Un « kyste ovarien qui empêche les règles » correspond le plus souvent à une situation où le cycle est perturbé, parce que l’ovulation a été décalée ou n’a pas eu lieu. Cela peut arriver avec un kyste fonctionnel (lié au cycle et souvent transitoire) ou avec un trouble hormonal comme le syndrome des ovaires polykystiques (SOPK), qui donne des cycles longs ou une aménorrhée.

Le point pratique à retenir est simple : un retard ou une absence de règles ne s’explique pas automatiquement par un kyste. Avant de tout attribuer à l’ovaire, il faut d’abord écarter une grossesse, puis regarder le contexte (douleur, saignements, cycles habituellement réguliers ou non) pour décider s’il faut consulter rapidement.

1. Kyste ovarien et absence de règles : ce que veut dire cette phrase

Dans la vie courante, dire « j’ai un kyste ovarien, mes règles sont bloquées » mélange plusieurs situations différentes. Les règles dépendent d’un enchaînement hormonal précis : maturation d’un follicule, ovulation, puis chute hormonale qui déclenche le saignement. Si l’ovulation est décalée ou absente, les règles peuvent arriver en retard, devenir irrégulières, ou disparaître temporairement.

Un kyste ovarien est une tuméfaction remplie de liquide sur un ovaire (parfois les deux). Beaucoup sont découverts par hasard, lors d’une échographie faite pour des douleurs abdominales ou un trouble du cycle. D’après l’Assurance Maladie, environ 5 à 7 % des femmes développent un kyste ovarien au cours de leur vie, ce qui en fait une situation fréquente.

Kystes fonctionnels : les plus fréquents, souvent liés au cycle

Les kystes fonctionnels (folliculaires ou du corps jaune) sont directement liés au fonctionnement normal du cycle, avec un petit « accroc » : le follicule ne libère pas l’ovule, ou le corps jaune persiste un peu trop. Dans ces cas, l’équilibre hormonal attendu peut être perturbé, ce qui explique un retard de règles ou des saignements irréguliers. Bonne nouvelle : ces kystes régressent spontanément dans environ 90 % des cas en quelques semaines.

Kystes organiques : plus rares, plutôt une cause de douleurs que de “blocage” isolé

Les kystes organiques sont des kystes qui persistent et ne régressent pas spontanément. Ils peuvent aussi s’accompagner d’irrégularités menstruelles, mais le lien « direct » avec l’absence de règles est souvent moins évident que pour un trouble de l’ovulation. En pratique, ils se manifestent volontiers par une gêne pelvienne, une douleur, une sensation de poids, ou parfois des symptômes urinaires ou digestifs par effet de masse.

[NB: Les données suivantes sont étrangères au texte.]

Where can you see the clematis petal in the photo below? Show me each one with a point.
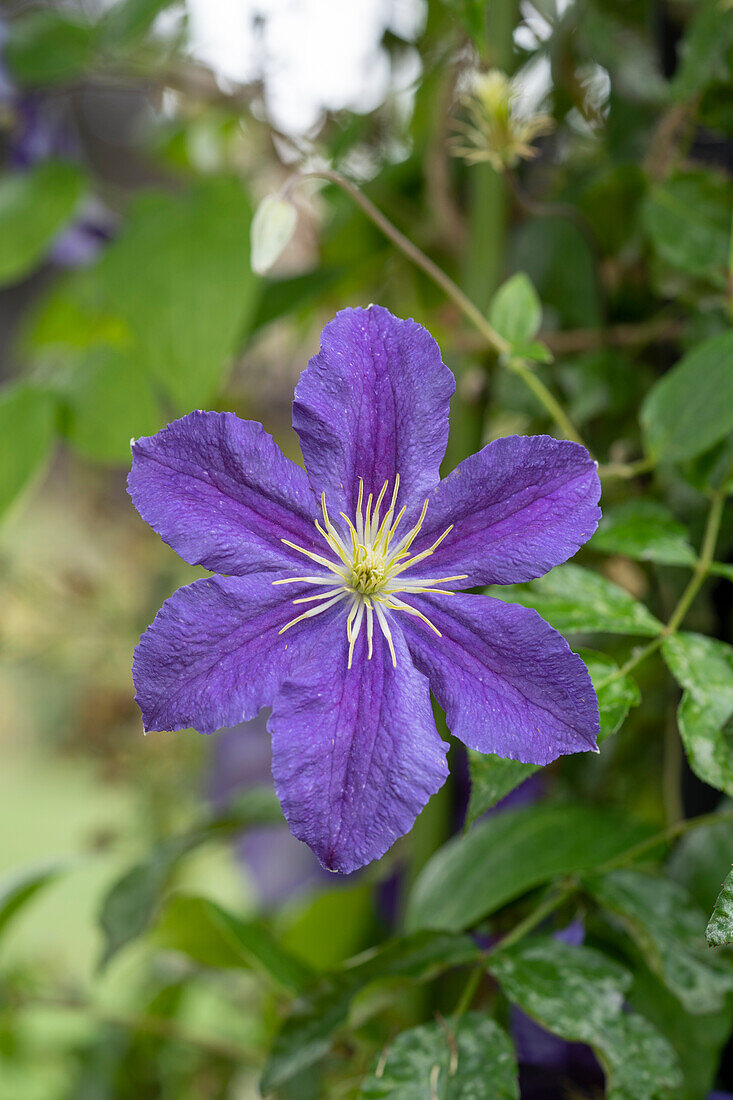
(372, 404)
(221, 493)
(520, 506)
(507, 682)
(356, 751)
(212, 656)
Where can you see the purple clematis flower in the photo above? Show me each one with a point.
(340, 609)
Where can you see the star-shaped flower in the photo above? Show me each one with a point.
(337, 598)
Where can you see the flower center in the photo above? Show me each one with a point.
(368, 567)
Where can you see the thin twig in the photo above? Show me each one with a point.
(492, 338)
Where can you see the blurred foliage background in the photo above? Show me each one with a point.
(568, 164)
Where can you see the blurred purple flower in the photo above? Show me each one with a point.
(39, 130)
(356, 750)
(548, 1063)
(281, 867)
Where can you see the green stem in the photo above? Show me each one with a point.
(150, 1025)
(696, 582)
(493, 339)
(547, 906)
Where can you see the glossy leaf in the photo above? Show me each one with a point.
(578, 993)
(688, 219)
(691, 406)
(307, 1034)
(476, 1060)
(614, 697)
(576, 601)
(34, 207)
(708, 741)
(209, 935)
(646, 531)
(720, 926)
(26, 431)
(669, 930)
(509, 854)
(703, 667)
(515, 310)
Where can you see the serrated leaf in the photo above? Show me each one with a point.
(509, 854)
(615, 697)
(688, 219)
(208, 934)
(703, 667)
(515, 310)
(575, 600)
(579, 994)
(720, 926)
(476, 1062)
(708, 741)
(34, 207)
(26, 431)
(669, 928)
(646, 531)
(307, 1034)
(690, 408)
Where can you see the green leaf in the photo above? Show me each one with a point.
(614, 699)
(702, 858)
(492, 779)
(18, 890)
(214, 937)
(708, 743)
(690, 408)
(688, 220)
(669, 928)
(646, 531)
(26, 431)
(578, 993)
(273, 226)
(179, 278)
(110, 402)
(706, 51)
(47, 47)
(575, 600)
(720, 926)
(307, 1034)
(515, 310)
(511, 853)
(330, 926)
(34, 207)
(127, 23)
(557, 259)
(429, 1060)
(704, 668)
(697, 1040)
(133, 901)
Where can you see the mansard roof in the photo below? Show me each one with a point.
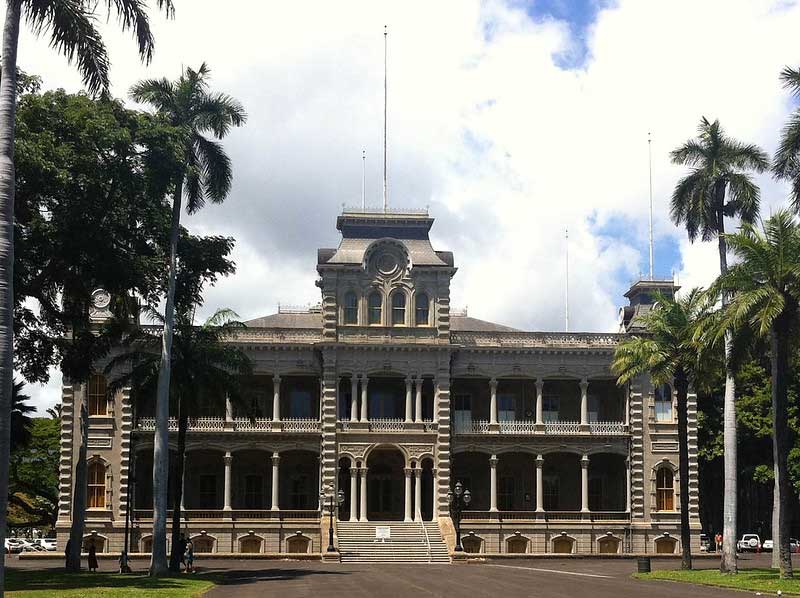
(362, 228)
(312, 319)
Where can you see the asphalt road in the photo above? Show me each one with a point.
(550, 578)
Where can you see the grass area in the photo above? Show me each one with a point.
(30, 583)
(756, 580)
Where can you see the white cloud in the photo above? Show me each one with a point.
(507, 148)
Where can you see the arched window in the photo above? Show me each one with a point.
(96, 395)
(663, 403)
(665, 490)
(374, 306)
(398, 308)
(350, 308)
(97, 486)
(422, 311)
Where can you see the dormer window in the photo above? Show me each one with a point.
(374, 308)
(350, 308)
(422, 310)
(398, 308)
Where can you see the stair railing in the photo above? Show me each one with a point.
(425, 531)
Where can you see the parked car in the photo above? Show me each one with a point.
(749, 542)
(13, 546)
(48, 544)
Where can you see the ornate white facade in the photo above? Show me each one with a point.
(385, 393)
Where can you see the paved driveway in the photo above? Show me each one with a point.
(507, 579)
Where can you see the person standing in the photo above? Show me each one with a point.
(92, 560)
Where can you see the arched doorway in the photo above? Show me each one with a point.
(385, 485)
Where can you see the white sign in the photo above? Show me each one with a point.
(383, 533)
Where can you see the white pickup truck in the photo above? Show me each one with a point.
(749, 542)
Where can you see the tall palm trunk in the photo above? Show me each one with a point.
(81, 487)
(730, 497)
(682, 390)
(780, 432)
(8, 107)
(776, 511)
(158, 561)
(177, 496)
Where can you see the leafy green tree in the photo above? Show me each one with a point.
(72, 30)
(786, 162)
(669, 354)
(202, 171)
(33, 481)
(202, 364)
(719, 186)
(765, 289)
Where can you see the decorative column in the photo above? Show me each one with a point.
(493, 483)
(363, 510)
(584, 402)
(418, 405)
(407, 475)
(435, 514)
(354, 398)
(276, 398)
(408, 399)
(276, 460)
(539, 483)
(493, 401)
(353, 493)
(585, 484)
(364, 401)
(628, 484)
(539, 401)
(418, 493)
(228, 460)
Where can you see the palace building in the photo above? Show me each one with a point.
(385, 396)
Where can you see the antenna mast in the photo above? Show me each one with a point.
(385, 108)
(566, 284)
(363, 179)
(650, 172)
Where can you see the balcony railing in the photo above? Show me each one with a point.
(526, 427)
(235, 514)
(549, 516)
(239, 424)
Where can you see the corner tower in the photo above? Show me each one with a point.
(385, 281)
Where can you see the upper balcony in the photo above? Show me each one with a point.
(549, 407)
(269, 404)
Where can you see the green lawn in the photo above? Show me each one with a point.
(30, 583)
(757, 580)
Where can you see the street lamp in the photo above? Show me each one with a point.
(459, 500)
(339, 498)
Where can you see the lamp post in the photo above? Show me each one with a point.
(338, 497)
(459, 500)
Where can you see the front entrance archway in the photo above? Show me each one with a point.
(385, 485)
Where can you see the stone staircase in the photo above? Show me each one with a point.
(408, 543)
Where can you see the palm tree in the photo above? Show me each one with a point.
(719, 186)
(764, 286)
(20, 416)
(203, 172)
(202, 365)
(669, 355)
(786, 163)
(72, 31)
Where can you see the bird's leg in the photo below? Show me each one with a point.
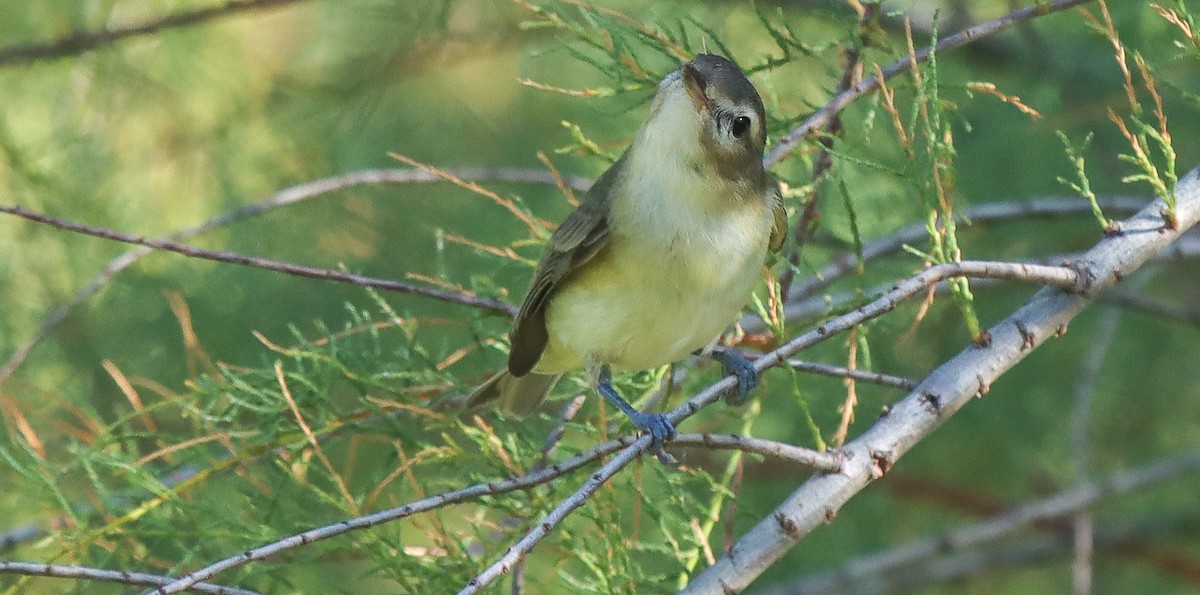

2. Mécanisme : comment un kyste peut retarder ou arrêter les règles

Les règles ne sont pas « commandées » par un seul organe. Elles résultent d’un dialogue entre le cerveau (hypothalamus et hypophyse) et les ovaires, via des hormones. Quand l’ovulation se produit, la seconde partie du cycle (phase lutéale) suit un schéma assez stable, ce qui amène généralement des règles 12 à 14 jours plus tard. Quand l’ovulation n’a pas lieu, le calendrier devient imprévisible.

C’est pour cela qu’un kyste peut être associé à des cycles longs : il peut être le témoin d’un follicule qui n’a pas ovulé, ou d’un corps jaune qui continue à sécréter des hormones plus longtemps que prévu. Dans les deux cas, la « chute hormonale » qui déclenche les règles peut être retardée.

Kyste folliculaire : l’ovulation n’a pas eu lieu (ou a été décalée)

Un kyste folliculaire correspond souvent à un follicule qui a continué à grossir sans libérer l’ovule. Concrètement, cela peut donner un retard de règles de plusieurs jours à plusieurs semaines, parfois accompagné de petites douleurs pelviennes ou de saignements irréguliers. Le scénario typique est celui d’une femme habituellement réglée qui a un cycle inhabituellement long, puis un retour à la normale les mois suivants quand le kyste régresse.

Kyste du corps jaune : une phase post-ovulatoire qui se prolonge

Après l’ovulation, le corps jaune produit de la progestérone. Si un kyste du corps jaune persiste, la production hormonale peut durer plus longtemps et décaler les règles. Certaines femmes décrivent aussi des tensions mammaires, une sensation de ventre gonflé ou des douleurs d’un côté. Ce tableau peut mimer une grossesse débutante, d’où l’intérêt d’un test en cas de doute.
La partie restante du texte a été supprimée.